I have a friend in recovery who opens his home to people in my home group all the time for get-togethers.  He has parties to watch the Superbowl, to watch movies during Oscar season, a big Christmas party and more.  You would never guess from the amount of people who come and the amount of laughter inside that there is no alcohol.  It just isn’t an issue.  In fact someone not in recovery came once and brought a bottle of wine as a hostess gift because she had no idea that not only were the host and his wife sober but that the majority of the people she had been hanging out with at other times were also sober.  It just had not come up.
I think over time, as I reconnected with myself, or more accurately connected with myself genuinely for the first time, I started to find joy in little things.  I found things funny and I began to carry myself in a way that showed I was happy.  I see that in other people in the rooms as well who have joyful recovery.  It’s as if the people who are most at ease with themselves exude this sort of simple peace.  It’s a quiet calm that radiates.
I don’t mean that I am happy-clappy all the time.  But small things make big differences and I cultivate those things.  I don’t have to have major life events or seismic shifts create happiness in me anymore.  It’s literally the little things.
Wren needed to get something from my house the other day when I wasn’t home and Frank took her over.  She got the spare key out from its hiding place and went to open my front door but promptly dropped the key down the side of my deck and despite her attempts to find it, it is lost down a crack beneath my house.  She was really upset about it and wanted to do the responsible thing and have a replacement key made.  She and I went together to do this and I decided to try one of those key kiosks you see at drugstores.

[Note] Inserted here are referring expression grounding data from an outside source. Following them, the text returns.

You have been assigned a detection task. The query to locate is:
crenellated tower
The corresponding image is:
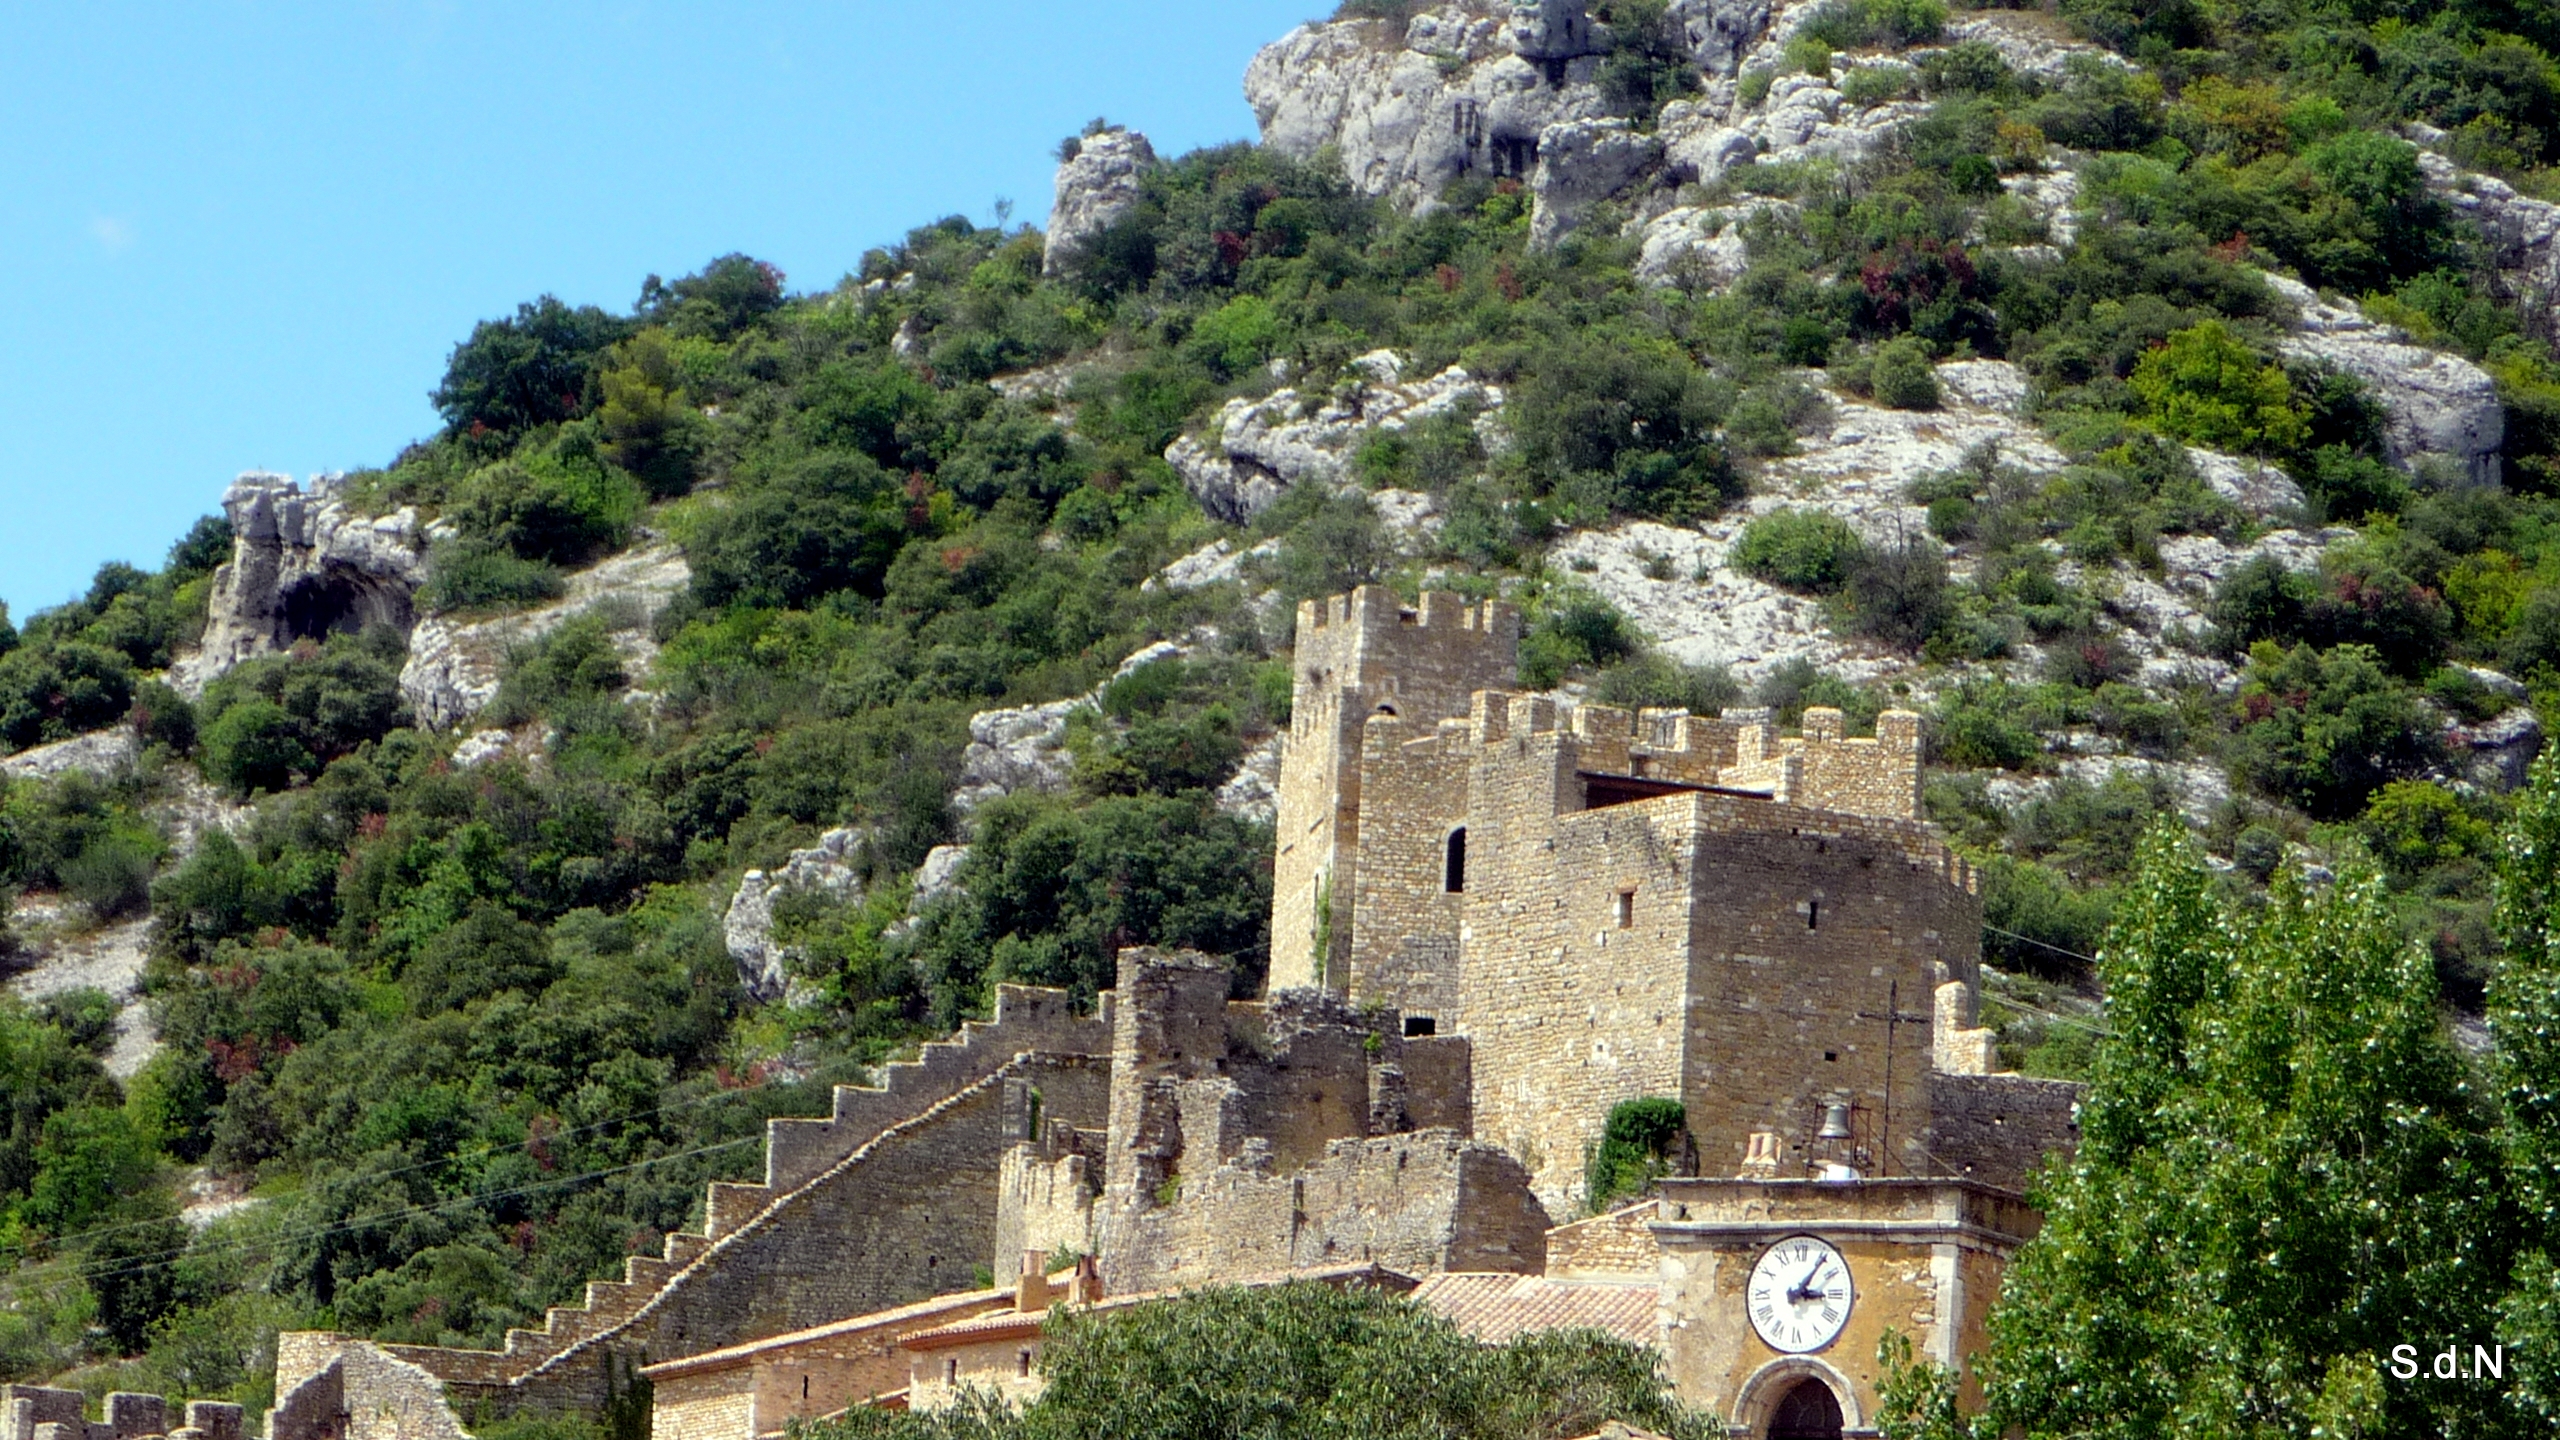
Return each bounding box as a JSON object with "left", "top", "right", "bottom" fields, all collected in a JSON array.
[{"left": 1268, "top": 586, "right": 1518, "bottom": 994}]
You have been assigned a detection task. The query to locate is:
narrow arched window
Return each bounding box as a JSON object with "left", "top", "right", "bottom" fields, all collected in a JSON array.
[{"left": 1445, "top": 828, "right": 1467, "bottom": 893}]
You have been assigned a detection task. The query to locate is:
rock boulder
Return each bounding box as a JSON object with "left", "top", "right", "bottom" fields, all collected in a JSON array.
[{"left": 1044, "top": 128, "right": 1157, "bottom": 277}]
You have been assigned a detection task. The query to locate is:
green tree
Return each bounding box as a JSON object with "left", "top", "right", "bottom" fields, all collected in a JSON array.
[
  {"left": 2494, "top": 752, "right": 2560, "bottom": 1418},
  {"left": 804, "top": 1281, "right": 1710, "bottom": 1440},
  {"left": 1902, "top": 823, "right": 2511, "bottom": 1439},
  {"left": 432, "top": 296, "right": 630, "bottom": 442},
  {"left": 2130, "top": 321, "right": 2308, "bottom": 455}
]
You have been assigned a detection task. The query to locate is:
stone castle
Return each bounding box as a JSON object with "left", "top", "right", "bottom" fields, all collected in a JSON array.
[{"left": 265, "top": 586, "right": 2079, "bottom": 1440}]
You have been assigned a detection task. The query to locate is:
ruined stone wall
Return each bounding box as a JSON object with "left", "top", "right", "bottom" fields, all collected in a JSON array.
[
  {"left": 404, "top": 1051, "right": 1111, "bottom": 1414},
  {"left": 763, "top": 987, "right": 1112, "bottom": 1192},
  {"left": 1920, "top": 1072, "right": 2083, "bottom": 1191},
  {"left": 1678, "top": 807, "right": 1979, "bottom": 1180},
  {"left": 1100, "top": 1129, "right": 1550, "bottom": 1292},
  {"left": 1271, "top": 588, "right": 1517, "bottom": 992},
  {"left": 1542, "top": 1201, "right": 1663, "bottom": 1278},
  {"left": 269, "top": 1337, "right": 473, "bottom": 1440},
  {"left": 994, "top": 1126, "right": 1103, "bottom": 1272},
  {"left": 1348, "top": 718, "right": 1470, "bottom": 1023}
]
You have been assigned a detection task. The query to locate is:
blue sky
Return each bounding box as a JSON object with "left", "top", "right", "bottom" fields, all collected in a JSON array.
[{"left": 0, "top": 0, "right": 1321, "bottom": 617}]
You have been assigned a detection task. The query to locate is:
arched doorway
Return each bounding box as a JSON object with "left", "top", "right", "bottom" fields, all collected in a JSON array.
[{"left": 1766, "top": 1377, "right": 1843, "bottom": 1440}]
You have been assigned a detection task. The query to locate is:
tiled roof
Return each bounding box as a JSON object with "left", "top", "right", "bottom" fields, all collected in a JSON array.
[
  {"left": 638, "top": 1286, "right": 1011, "bottom": 1379},
  {"left": 898, "top": 1262, "right": 1420, "bottom": 1351},
  {"left": 1412, "top": 1272, "right": 1660, "bottom": 1346}
]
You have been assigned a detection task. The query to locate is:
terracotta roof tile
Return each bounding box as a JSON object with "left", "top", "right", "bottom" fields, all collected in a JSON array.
[{"left": 1412, "top": 1272, "right": 1659, "bottom": 1347}]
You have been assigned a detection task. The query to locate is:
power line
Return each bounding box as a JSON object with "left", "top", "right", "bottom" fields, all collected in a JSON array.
[
  {"left": 67, "top": 1135, "right": 765, "bottom": 1285},
  {"left": 1982, "top": 922, "right": 2101, "bottom": 969},
  {"left": 44, "top": 1051, "right": 843, "bottom": 1254}
]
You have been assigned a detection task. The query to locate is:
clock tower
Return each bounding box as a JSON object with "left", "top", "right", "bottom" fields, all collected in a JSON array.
[{"left": 1650, "top": 1176, "right": 2041, "bottom": 1439}]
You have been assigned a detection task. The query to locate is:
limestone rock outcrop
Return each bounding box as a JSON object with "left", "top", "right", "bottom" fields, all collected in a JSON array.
[
  {"left": 1045, "top": 128, "right": 1157, "bottom": 277},
  {"left": 1167, "top": 350, "right": 1502, "bottom": 523},
  {"left": 2415, "top": 139, "right": 2560, "bottom": 337},
  {"left": 725, "top": 827, "right": 869, "bottom": 1003},
  {"left": 398, "top": 544, "right": 690, "bottom": 730},
  {"left": 2263, "top": 273, "right": 2504, "bottom": 485},
  {"left": 1670, "top": 0, "right": 1773, "bottom": 75},
  {"left": 1529, "top": 117, "right": 1661, "bottom": 247},
  {"left": 174, "top": 473, "right": 432, "bottom": 695},
  {"left": 1632, "top": 199, "right": 1794, "bottom": 289},
  {"left": 1245, "top": 4, "right": 1611, "bottom": 212}
]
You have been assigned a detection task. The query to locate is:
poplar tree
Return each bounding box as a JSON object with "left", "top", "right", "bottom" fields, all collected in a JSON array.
[{"left": 1885, "top": 822, "right": 2513, "bottom": 1438}]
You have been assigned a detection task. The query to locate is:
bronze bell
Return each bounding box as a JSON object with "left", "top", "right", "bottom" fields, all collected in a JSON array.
[{"left": 1816, "top": 1100, "right": 1853, "bottom": 1140}]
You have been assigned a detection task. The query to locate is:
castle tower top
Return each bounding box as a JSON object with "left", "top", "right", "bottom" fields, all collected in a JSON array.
[{"left": 1291, "top": 586, "right": 1518, "bottom": 725}]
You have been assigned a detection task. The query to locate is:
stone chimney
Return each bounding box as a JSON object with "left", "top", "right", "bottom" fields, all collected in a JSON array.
[{"left": 1015, "top": 1249, "right": 1053, "bottom": 1314}]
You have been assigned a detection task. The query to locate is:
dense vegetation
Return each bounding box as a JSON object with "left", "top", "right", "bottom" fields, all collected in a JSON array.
[
  {"left": 805, "top": 1280, "right": 1710, "bottom": 1440},
  {"left": 6, "top": 0, "right": 2560, "bottom": 1427}
]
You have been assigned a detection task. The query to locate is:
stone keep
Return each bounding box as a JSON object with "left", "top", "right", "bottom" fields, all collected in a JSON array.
[
  {"left": 1270, "top": 588, "right": 1520, "bottom": 998},
  {"left": 1272, "top": 586, "right": 2002, "bottom": 1210}
]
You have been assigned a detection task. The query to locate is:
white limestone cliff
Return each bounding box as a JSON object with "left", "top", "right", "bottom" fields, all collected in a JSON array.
[{"left": 173, "top": 472, "right": 433, "bottom": 695}]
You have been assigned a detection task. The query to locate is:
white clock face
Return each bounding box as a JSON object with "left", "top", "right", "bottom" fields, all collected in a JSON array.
[{"left": 1746, "top": 1235, "right": 1854, "bottom": 1354}]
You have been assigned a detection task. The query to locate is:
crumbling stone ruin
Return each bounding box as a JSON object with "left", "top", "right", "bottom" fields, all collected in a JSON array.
[
  {"left": 277, "top": 585, "right": 2079, "bottom": 1437},
  {"left": 1, "top": 1388, "right": 244, "bottom": 1440}
]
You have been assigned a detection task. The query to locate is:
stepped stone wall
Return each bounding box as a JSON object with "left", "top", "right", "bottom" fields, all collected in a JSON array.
[{"left": 347, "top": 986, "right": 1112, "bottom": 1414}]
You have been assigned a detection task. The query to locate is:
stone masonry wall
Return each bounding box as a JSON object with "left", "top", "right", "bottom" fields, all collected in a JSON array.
[
  {"left": 1920, "top": 1071, "right": 2083, "bottom": 1191},
  {"left": 1102, "top": 1128, "right": 1551, "bottom": 1292},
  {"left": 1349, "top": 717, "right": 1470, "bottom": 1024},
  {"left": 1678, "top": 807, "right": 1979, "bottom": 1180},
  {"left": 1458, "top": 712, "right": 1695, "bottom": 1211},
  {"left": 1271, "top": 588, "right": 1517, "bottom": 993}
]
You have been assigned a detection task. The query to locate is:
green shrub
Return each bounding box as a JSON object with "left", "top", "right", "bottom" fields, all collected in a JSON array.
[
  {"left": 2131, "top": 320, "right": 2308, "bottom": 455},
  {"left": 1518, "top": 591, "right": 1642, "bottom": 688},
  {"left": 1798, "top": 0, "right": 1944, "bottom": 51},
  {"left": 201, "top": 700, "right": 314, "bottom": 797},
  {"left": 1846, "top": 536, "right": 1952, "bottom": 652},
  {"left": 1931, "top": 681, "right": 2040, "bottom": 769},
  {"left": 1869, "top": 337, "right": 1941, "bottom": 410},
  {"left": 1738, "top": 68, "right": 1775, "bottom": 106},
  {"left": 1978, "top": 856, "right": 2111, "bottom": 980},
  {"left": 1592, "top": 654, "right": 1742, "bottom": 715},
  {"left": 451, "top": 432, "right": 642, "bottom": 566},
  {"left": 2228, "top": 643, "right": 2438, "bottom": 818},
  {"left": 686, "top": 453, "right": 910, "bottom": 609},
  {"left": 1585, "top": 1097, "right": 1688, "bottom": 1214},
  {"left": 1839, "top": 63, "right": 1915, "bottom": 107},
  {"left": 61, "top": 832, "right": 158, "bottom": 919},
  {"left": 420, "top": 540, "right": 568, "bottom": 614},
  {"left": 1731, "top": 509, "right": 1865, "bottom": 593},
  {"left": 128, "top": 680, "right": 196, "bottom": 754}
]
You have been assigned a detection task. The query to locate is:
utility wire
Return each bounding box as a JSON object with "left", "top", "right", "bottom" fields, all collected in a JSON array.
[
  {"left": 43, "top": 1053, "right": 833, "bottom": 1254},
  {"left": 67, "top": 1135, "right": 765, "bottom": 1285}
]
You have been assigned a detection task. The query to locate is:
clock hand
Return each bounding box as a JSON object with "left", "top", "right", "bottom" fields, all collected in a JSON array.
[{"left": 1789, "top": 1263, "right": 1825, "bottom": 1303}]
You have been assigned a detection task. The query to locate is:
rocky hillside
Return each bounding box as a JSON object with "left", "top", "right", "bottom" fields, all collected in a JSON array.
[{"left": 7, "top": 0, "right": 2560, "bottom": 1416}]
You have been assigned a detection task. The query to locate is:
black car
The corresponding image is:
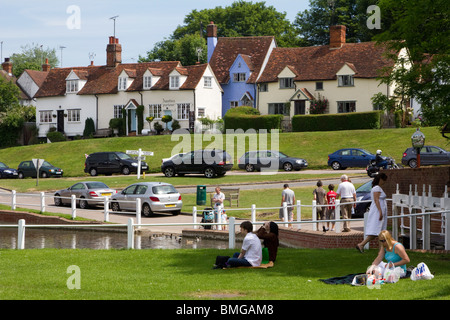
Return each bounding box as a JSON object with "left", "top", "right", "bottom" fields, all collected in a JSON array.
[
  {"left": 238, "top": 150, "right": 308, "bottom": 172},
  {"left": 401, "top": 145, "right": 450, "bottom": 168},
  {"left": 0, "top": 162, "right": 18, "bottom": 179},
  {"left": 161, "top": 149, "right": 232, "bottom": 178},
  {"left": 84, "top": 152, "right": 148, "bottom": 176},
  {"left": 354, "top": 180, "right": 372, "bottom": 218},
  {"left": 17, "top": 160, "right": 63, "bottom": 178}
]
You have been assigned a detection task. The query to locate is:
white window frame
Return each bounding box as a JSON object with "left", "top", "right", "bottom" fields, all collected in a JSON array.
[
  {"left": 203, "top": 76, "right": 212, "bottom": 88},
  {"left": 66, "top": 80, "right": 79, "bottom": 93},
  {"left": 118, "top": 77, "right": 127, "bottom": 91},
  {"left": 259, "top": 83, "right": 268, "bottom": 92},
  {"left": 143, "top": 76, "right": 152, "bottom": 89},
  {"left": 338, "top": 75, "right": 354, "bottom": 87},
  {"left": 279, "top": 78, "right": 294, "bottom": 89},
  {"left": 114, "top": 105, "right": 124, "bottom": 118},
  {"left": 197, "top": 108, "right": 205, "bottom": 118},
  {"left": 149, "top": 104, "right": 162, "bottom": 119},
  {"left": 67, "top": 109, "right": 81, "bottom": 122},
  {"left": 337, "top": 101, "right": 356, "bottom": 113},
  {"left": 39, "top": 110, "right": 53, "bottom": 123},
  {"left": 230, "top": 101, "right": 239, "bottom": 108},
  {"left": 233, "top": 73, "right": 246, "bottom": 82},
  {"left": 177, "top": 103, "right": 190, "bottom": 120},
  {"left": 170, "top": 76, "right": 180, "bottom": 89}
]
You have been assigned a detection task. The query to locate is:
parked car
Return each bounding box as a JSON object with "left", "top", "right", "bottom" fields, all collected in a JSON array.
[
  {"left": 328, "top": 148, "right": 376, "bottom": 170},
  {"left": 110, "top": 182, "right": 182, "bottom": 217},
  {"left": 238, "top": 150, "right": 308, "bottom": 172},
  {"left": 84, "top": 151, "right": 148, "bottom": 176},
  {"left": 353, "top": 180, "right": 372, "bottom": 218},
  {"left": 401, "top": 145, "right": 450, "bottom": 168},
  {"left": 0, "top": 162, "right": 18, "bottom": 179},
  {"left": 17, "top": 160, "right": 63, "bottom": 178},
  {"left": 54, "top": 181, "right": 117, "bottom": 209},
  {"left": 161, "top": 149, "right": 232, "bottom": 178},
  {"left": 161, "top": 153, "right": 185, "bottom": 164}
]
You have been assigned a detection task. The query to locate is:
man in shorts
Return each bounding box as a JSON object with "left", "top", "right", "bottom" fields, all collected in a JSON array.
[{"left": 280, "top": 184, "right": 295, "bottom": 226}]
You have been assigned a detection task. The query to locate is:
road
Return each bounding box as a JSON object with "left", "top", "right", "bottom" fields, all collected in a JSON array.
[{"left": 0, "top": 169, "right": 369, "bottom": 234}]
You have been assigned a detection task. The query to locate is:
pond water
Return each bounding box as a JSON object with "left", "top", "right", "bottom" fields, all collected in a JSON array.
[{"left": 0, "top": 227, "right": 229, "bottom": 250}]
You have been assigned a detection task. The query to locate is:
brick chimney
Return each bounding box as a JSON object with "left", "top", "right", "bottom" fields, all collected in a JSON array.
[
  {"left": 329, "top": 25, "right": 346, "bottom": 49},
  {"left": 106, "top": 36, "right": 122, "bottom": 68},
  {"left": 42, "top": 58, "right": 51, "bottom": 72},
  {"left": 2, "top": 58, "right": 13, "bottom": 76},
  {"left": 206, "top": 21, "right": 217, "bottom": 63}
]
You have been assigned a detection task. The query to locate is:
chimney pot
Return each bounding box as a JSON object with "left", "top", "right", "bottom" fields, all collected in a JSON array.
[
  {"left": 106, "top": 36, "right": 122, "bottom": 68},
  {"left": 2, "top": 57, "right": 13, "bottom": 75},
  {"left": 329, "top": 25, "right": 346, "bottom": 49}
]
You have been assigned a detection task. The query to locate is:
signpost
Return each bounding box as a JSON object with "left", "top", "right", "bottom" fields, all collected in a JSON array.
[
  {"left": 126, "top": 149, "right": 153, "bottom": 179},
  {"left": 32, "top": 158, "right": 45, "bottom": 186}
]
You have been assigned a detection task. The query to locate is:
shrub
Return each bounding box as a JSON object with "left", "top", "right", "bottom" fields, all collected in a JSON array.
[
  {"left": 46, "top": 130, "right": 66, "bottom": 142},
  {"left": 83, "top": 117, "right": 96, "bottom": 138}
]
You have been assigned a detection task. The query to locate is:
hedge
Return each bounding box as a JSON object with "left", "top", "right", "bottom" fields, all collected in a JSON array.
[
  {"left": 292, "top": 111, "right": 382, "bottom": 132},
  {"left": 224, "top": 114, "right": 283, "bottom": 131}
]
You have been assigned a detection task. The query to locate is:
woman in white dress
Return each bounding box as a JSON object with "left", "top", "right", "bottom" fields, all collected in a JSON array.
[{"left": 356, "top": 173, "right": 388, "bottom": 253}]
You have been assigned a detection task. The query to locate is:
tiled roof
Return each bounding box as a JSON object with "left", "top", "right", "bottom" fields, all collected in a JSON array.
[
  {"left": 23, "top": 69, "right": 49, "bottom": 87},
  {"left": 209, "top": 36, "right": 275, "bottom": 84},
  {"left": 35, "top": 61, "right": 212, "bottom": 98},
  {"left": 257, "top": 42, "right": 395, "bottom": 83}
]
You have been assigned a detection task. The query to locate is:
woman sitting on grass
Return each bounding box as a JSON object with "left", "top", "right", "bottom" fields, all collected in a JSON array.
[{"left": 256, "top": 221, "right": 279, "bottom": 262}]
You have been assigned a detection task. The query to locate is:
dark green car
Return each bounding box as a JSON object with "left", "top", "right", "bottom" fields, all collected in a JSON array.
[{"left": 17, "top": 160, "right": 64, "bottom": 179}]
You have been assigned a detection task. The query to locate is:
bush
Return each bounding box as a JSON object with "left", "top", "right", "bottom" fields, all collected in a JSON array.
[
  {"left": 292, "top": 111, "right": 382, "bottom": 132},
  {"left": 46, "top": 130, "right": 66, "bottom": 142},
  {"left": 171, "top": 119, "right": 181, "bottom": 131},
  {"left": 223, "top": 106, "right": 282, "bottom": 131},
  {"left": 83, "top": 117, "right": 96, "bottom": 138}
]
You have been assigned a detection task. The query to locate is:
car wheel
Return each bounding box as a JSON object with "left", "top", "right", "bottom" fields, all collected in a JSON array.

It was fascinating to watch.  You put the key you want copied in the machine and they make a 3D print of it and you can save the impression for future copies if you like.  Then when it was time to buy the copies once the key was made we were given options.  We could get a regular key or we could choose from a few designs.  Well, once of the designs was a black key that looks like Darth Vader.  Really a Darth Vader front door key for a dollar more.  Well, I mean, it was a no-brainer! 
I can’t even tell you how much joy I get from opening my front door every single time I come home!  I love my front door key…  The kids love their spare keys and the silly key chains I got for each of them.  It didn’t cost much and I smile every, single time I open my door.
I think we overcomplicate how to be happy.  I know I did.  We don’t have to have our lives perfectly fixed.  We don’t have to have everything in order.  We don’t have to have the perfect job.  We don’t have to have the perfect everything.  If we wait for everything to be perfect, thinking, “I’ll be happy when…” we’ll never be happy.  It’s the little things that make the difference in the end.  Little things like the Vader key.